Purtroppo, non è finita qui. A fronte di diverse buone modifiche e di un gameplay sempre piacevole (scordatevi di abbandonare il gioco prima di averlo terminato), i programmatori sembrano però aver dimenticato cosa effettivamente avesse reso unico il titolo originale: il perfetto bilanciamento fra dramma e umorismo, e fra realismo e fantasy. Riguardo il secondo punto, la Capcom ha un po’ troppo calcato la mano sugli escamotage di tipo fantastico per giustificare molte delle situazioni ‘impossibili’ dei casi, con l’ausilio di ‘trasformazioni’ troppo ripetute e situazioni oltre i limiti dell’assurdo. La virata verso il paradossale spinto è poi l’ovvia conseguenza di una serie di macchiette più grottesche che realmente spassose, caratterizzata da personaggi fin troppo sopra le righe che vivono solo in funzione del loro ruolo nel caso (due esempi negativi su tutti: il pagliaccio Moe e la vecchia Oldbag).
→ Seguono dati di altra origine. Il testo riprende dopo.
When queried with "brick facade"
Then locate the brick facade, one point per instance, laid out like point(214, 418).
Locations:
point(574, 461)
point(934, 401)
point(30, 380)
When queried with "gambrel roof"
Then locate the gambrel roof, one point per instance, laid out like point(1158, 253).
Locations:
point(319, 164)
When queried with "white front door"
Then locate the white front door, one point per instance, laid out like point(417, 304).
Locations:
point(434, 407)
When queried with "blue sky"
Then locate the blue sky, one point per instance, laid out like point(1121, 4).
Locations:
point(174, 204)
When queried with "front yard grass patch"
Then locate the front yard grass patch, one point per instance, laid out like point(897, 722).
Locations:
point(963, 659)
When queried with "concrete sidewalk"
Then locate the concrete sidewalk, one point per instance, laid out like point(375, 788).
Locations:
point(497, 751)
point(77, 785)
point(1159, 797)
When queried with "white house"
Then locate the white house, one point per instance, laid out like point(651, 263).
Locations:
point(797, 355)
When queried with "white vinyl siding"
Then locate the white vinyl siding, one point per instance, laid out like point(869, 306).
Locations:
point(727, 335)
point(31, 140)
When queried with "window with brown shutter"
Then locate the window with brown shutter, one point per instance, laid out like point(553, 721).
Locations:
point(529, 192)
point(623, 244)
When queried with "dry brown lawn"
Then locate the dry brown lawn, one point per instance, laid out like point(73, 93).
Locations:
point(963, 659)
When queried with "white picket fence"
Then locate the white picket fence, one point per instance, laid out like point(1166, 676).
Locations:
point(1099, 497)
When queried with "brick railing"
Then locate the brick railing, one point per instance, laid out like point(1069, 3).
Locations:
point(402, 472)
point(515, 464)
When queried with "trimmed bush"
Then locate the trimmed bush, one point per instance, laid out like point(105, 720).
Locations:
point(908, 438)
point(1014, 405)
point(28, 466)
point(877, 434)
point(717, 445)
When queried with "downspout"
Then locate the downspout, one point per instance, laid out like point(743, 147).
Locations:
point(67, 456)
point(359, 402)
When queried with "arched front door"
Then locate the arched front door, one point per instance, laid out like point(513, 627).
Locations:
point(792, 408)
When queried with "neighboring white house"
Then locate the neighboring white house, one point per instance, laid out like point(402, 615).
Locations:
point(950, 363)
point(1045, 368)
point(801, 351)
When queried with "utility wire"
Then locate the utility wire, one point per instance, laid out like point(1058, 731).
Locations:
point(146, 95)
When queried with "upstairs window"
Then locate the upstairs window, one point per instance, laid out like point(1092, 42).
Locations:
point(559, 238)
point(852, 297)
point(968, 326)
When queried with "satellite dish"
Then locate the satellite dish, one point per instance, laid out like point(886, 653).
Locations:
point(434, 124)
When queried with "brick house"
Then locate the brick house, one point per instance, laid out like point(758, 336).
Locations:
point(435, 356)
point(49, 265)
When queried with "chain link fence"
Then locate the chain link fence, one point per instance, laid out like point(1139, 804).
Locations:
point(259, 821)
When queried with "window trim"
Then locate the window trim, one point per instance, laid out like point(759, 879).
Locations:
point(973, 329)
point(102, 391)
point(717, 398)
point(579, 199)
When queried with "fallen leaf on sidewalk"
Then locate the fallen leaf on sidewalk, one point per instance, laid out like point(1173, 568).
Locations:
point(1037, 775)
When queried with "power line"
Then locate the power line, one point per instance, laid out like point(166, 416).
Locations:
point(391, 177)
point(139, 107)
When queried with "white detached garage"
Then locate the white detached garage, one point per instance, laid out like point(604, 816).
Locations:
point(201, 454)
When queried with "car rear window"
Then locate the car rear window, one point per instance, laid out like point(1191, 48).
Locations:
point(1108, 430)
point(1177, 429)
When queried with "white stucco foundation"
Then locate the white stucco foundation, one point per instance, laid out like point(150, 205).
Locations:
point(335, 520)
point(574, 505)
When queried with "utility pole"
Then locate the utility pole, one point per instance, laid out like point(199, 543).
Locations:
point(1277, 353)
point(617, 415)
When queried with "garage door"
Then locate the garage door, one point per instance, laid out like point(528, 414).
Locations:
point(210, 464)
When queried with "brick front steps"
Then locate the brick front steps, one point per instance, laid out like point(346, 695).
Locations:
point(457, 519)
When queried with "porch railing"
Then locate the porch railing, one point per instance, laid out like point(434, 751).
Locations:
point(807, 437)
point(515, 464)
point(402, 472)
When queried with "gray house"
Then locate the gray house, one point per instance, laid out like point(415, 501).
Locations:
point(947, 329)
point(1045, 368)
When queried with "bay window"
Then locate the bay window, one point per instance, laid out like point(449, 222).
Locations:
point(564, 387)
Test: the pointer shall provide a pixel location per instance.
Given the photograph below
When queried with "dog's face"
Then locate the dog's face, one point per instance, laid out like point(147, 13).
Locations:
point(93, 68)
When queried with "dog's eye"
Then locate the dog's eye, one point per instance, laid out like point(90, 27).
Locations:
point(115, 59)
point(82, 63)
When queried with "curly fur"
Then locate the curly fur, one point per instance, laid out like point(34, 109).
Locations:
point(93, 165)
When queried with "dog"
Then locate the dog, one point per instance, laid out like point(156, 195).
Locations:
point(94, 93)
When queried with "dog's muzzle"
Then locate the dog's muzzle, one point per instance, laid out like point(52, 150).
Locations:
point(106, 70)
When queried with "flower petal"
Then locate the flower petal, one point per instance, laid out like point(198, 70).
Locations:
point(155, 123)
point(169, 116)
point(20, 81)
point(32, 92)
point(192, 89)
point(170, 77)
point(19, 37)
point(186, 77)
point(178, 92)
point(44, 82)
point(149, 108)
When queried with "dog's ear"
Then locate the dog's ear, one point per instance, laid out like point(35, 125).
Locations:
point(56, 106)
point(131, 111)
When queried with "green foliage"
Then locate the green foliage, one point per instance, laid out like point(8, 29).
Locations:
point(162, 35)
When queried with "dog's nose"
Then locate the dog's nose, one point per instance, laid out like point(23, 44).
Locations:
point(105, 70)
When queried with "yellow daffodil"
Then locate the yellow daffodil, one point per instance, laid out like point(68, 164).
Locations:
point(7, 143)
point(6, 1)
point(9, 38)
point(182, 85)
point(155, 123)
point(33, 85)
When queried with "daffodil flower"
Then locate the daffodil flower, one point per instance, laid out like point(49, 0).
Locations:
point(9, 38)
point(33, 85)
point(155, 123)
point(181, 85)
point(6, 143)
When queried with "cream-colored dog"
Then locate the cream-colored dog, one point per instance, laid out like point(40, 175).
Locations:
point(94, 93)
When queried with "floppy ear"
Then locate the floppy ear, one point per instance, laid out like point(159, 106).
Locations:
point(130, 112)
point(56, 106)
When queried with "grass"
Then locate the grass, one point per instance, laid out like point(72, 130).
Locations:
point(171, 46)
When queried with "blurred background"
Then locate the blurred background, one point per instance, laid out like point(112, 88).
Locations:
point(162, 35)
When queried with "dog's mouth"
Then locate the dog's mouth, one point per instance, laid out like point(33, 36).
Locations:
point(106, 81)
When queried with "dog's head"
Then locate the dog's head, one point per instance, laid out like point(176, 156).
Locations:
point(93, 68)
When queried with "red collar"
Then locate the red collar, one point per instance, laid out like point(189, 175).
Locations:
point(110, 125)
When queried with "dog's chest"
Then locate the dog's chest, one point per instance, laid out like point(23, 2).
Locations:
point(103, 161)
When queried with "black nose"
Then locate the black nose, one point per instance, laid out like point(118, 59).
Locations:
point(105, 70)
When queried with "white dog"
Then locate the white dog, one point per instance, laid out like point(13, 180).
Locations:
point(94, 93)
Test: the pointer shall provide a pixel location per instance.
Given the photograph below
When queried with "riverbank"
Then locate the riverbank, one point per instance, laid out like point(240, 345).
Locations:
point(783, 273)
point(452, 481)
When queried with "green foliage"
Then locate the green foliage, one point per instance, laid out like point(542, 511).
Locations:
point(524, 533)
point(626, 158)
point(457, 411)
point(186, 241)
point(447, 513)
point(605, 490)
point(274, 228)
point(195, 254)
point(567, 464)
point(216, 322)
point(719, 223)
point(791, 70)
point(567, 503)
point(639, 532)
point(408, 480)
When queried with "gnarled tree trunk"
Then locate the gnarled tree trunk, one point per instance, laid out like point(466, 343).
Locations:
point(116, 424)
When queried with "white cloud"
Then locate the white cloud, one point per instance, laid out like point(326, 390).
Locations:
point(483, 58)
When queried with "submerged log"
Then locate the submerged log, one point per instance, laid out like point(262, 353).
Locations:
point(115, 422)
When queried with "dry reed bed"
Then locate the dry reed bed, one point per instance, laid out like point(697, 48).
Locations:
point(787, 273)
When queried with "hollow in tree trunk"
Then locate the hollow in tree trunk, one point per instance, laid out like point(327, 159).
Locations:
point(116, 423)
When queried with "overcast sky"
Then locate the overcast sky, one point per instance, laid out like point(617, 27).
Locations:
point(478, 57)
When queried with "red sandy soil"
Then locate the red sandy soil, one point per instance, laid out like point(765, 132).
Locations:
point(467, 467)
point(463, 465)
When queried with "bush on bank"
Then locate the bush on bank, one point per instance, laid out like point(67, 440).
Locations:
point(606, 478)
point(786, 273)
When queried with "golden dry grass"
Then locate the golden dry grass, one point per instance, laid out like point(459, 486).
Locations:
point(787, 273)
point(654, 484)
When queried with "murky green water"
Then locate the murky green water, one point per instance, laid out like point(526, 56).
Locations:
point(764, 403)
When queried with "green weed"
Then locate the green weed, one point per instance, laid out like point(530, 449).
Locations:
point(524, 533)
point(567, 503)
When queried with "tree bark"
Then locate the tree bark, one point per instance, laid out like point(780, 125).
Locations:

Si percepisce anche la (parziale, per fortuna) assenza dell’ingenuotta e sincera Maya, passata da ‘spalla dell’eroe’ a imputata, e del carismatico procuratore Edgeworth, dato per disperso. I due sono sostituiti per gran parte del tempo dalla tenera e aggressiva (sì, tutte e due le cose insieme!) cuginetta di Maya, la comunque amabile Pearl, e dalla meno riuscita Franziska, violenta e implacabile figlia del temibile Von Karma incontrato nel primo episodio.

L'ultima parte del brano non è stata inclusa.